Education

It’s All About that First Impression: Lighting the Entryway

You might not give much thought to your home's entryway. After all, it’s a space you breeze through on your way in and out. Isn't it? When you think about it, the entryway literally opens the door to your home’s style and sets the tone for what’s to come. It’s the first thing guests see when they walk in and your only chance to make a first impression. But remember, the entryway not only says “welcome to my home” but also welcomes you home each day! Seems like the entryway does a bit more than you thought, huh? So let's light it up and give it the attention it deserves.

Some entryways are large, open spaces with high, vaulted ceilings while others are more intimate with drop ceilings or quirky archways. They can be tall and wide or long and narrow. Entryways come in all shapes and sizes—just like the fixtures that bring them to light.

First, let's talk chandeliers and pendants. There is no denying that an eye-catching hanging fixture in the entryway makes for a grand entrance. Whether it's a light-colored linen drum with a Boho feel or an intricate modern design that looks like it could just as easily be hanging in an art museum, chandeliers are designed to make those big, bold statements and they work really well in spacious, high-ceilinged entryways.

Image Credit: Avery Large Pendant | Design: Kristina Lynne of Kresswell Interiors

If you have less square footage or an entryway with lower ceilings (or if chandeliers just aren’t really your thing), other fixtures can have that same wow effect. Flush and semi-flush mounts have come a long way. There's so much more to them than that ho-hum one the builder installed. A beautifully-simple, single-bulb flush mount can have just as much of an impact as a sprawling, eight-bulb semi-flush. Added bonus: in entryways with lower ceilings, flush and semi-flush mounts make sure you don't have to worry about your giant brother-in-law bonking his head every time he comes to visit.

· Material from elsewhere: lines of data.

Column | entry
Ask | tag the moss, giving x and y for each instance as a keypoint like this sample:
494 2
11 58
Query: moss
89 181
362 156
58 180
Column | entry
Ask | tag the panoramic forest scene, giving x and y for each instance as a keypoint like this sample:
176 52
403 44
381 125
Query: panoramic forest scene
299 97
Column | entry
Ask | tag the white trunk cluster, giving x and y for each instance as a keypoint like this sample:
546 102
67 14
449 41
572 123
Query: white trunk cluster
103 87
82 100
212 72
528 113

Flush and semi-flush mounts can be just as much of a conversation starter as chandeliers—just make sure they speak to you first.

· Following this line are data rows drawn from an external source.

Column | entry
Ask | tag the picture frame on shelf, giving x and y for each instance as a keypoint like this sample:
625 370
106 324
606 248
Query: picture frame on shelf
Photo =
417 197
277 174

Image Credit: Stella Flush Mount | Design: Cassie Bustamante

The star of the show in the entryway is definitely the overhead lighting but other types of lights can play supporting roles. If you have the space, a floor lamp or swing-arm wall sconce by a bench or shelving unit makes it easier to get out and go in the mornings and kick off your shoes in the evenings. Or try a simple pendant suspended low over an entryway table to draw your eye to that favorite family photo—you know, the one that reminds you of the real reason you’re so happy to be home.

Image Credit: Iris Table Lamp | Design: Sarah Caligiuri

Tips & Tricks

How big should my entryway chandelier be?

If hanging a chandelier in the open, with no table below it, add the rooms length and width in feet to discover the ideal diameter in inches. For example, a 7' x 10' room is best served by a 17" chandelier.

What about a pendant?

Pendants should not hang lower than 7' from the floor.